The club’s general manager Michael Horton describes Cr Roper’s claim of having had a “stunning win” as “complete bollocks”.

“We have always wanted distribution of our rent to remain in the Hastings community; that’s always been our argument,” Mr Horton stated.

Cr David Gill – who also tried to rein in the rent increase “to give the club time to adjust” – told The News on Thursday that he had not been satisfied with the Ms Woods’s explanation that the rent hike did not contravene the Gambling Act.

“My advice is for the club to hold its ground and see whether council will kick them out,” he said.    

The club also questions the $1.2 million value attributed to the buildings and land it occupies as “most of the capital improvement was provided by members of the Hastings Club”.

The club is on Crown land managed by the shire.
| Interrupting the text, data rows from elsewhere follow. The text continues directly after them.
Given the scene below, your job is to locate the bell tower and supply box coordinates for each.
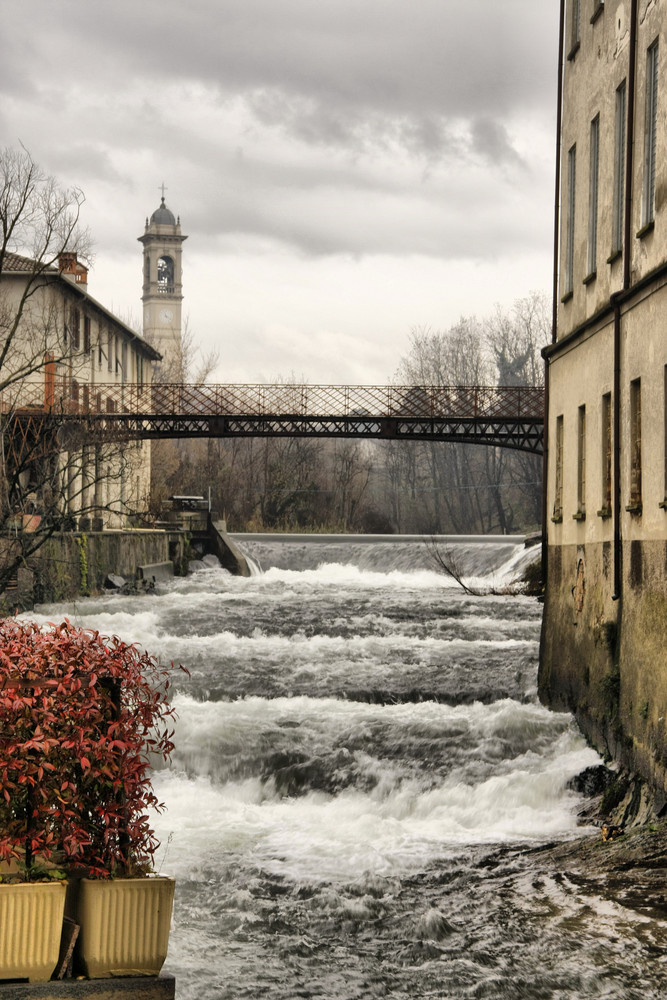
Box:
[138,184,187,382]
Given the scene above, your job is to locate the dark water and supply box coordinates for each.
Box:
[31,539,667,1000]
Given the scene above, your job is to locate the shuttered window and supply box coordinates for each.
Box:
[570,0,581,48]
[642,39,658,226]
[551,416,563,522]
[611,80,627,254]
[627,379,642,513]
[564,145,577,295]
[575,406,586,520]
[587,115,600,278]
[599,392,612,517]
Mr Lewis said resentment was building among club members who saw their efforts to improve the site and buildings led to increases in rent.

The shire’s Responsible Electronic Gaming (EGM) policy – acknowledges gaming makes “positive contributions to the community” – says it must consider the net socio-economic impact of gaming on individuals and the community in all council policy, planning, strategy development, land management and community development.

The club, which raises money for cricket and football clubs, has been there since the 1970s and now runs gaming machines as well as providing meals, operating a bar and function rooms.

In her report to council’s Monday 27 March meeting property and strategy manager Yasmin Woods said the club had been paying $4000 a year in rent since 1996, and if three-yearly reviews had been made the current rent would have been $30,250.

The club’s 2015/2016 annual report shows a net profit for the year of about $199,000 with the gaming room operating surplus of more than $930,000.

Gaming revenue increased to $2.22 million in 2016 from $1.99m in 2015.

“The council should not be expected to offer a rental subsidy because the club has an obligation to expend gaming revenue of community services or activities,” Ms Woods stated.

The Valuer-General Victoria recommended charging the club $60,000 a year rent, but Ms Woods suggested giving the club a 50 per cent discount and making the amount $30,000 plus one per cent of gaming room receipts ($22,234) for a total of $52,234.

The motion moved by Cr Kate Roper and adopted by council set the rent at $42,234, which includes $20,000 for land and buildings plus one per cent of gaming receipts. The rent will increase by $5000 for each of the two following years.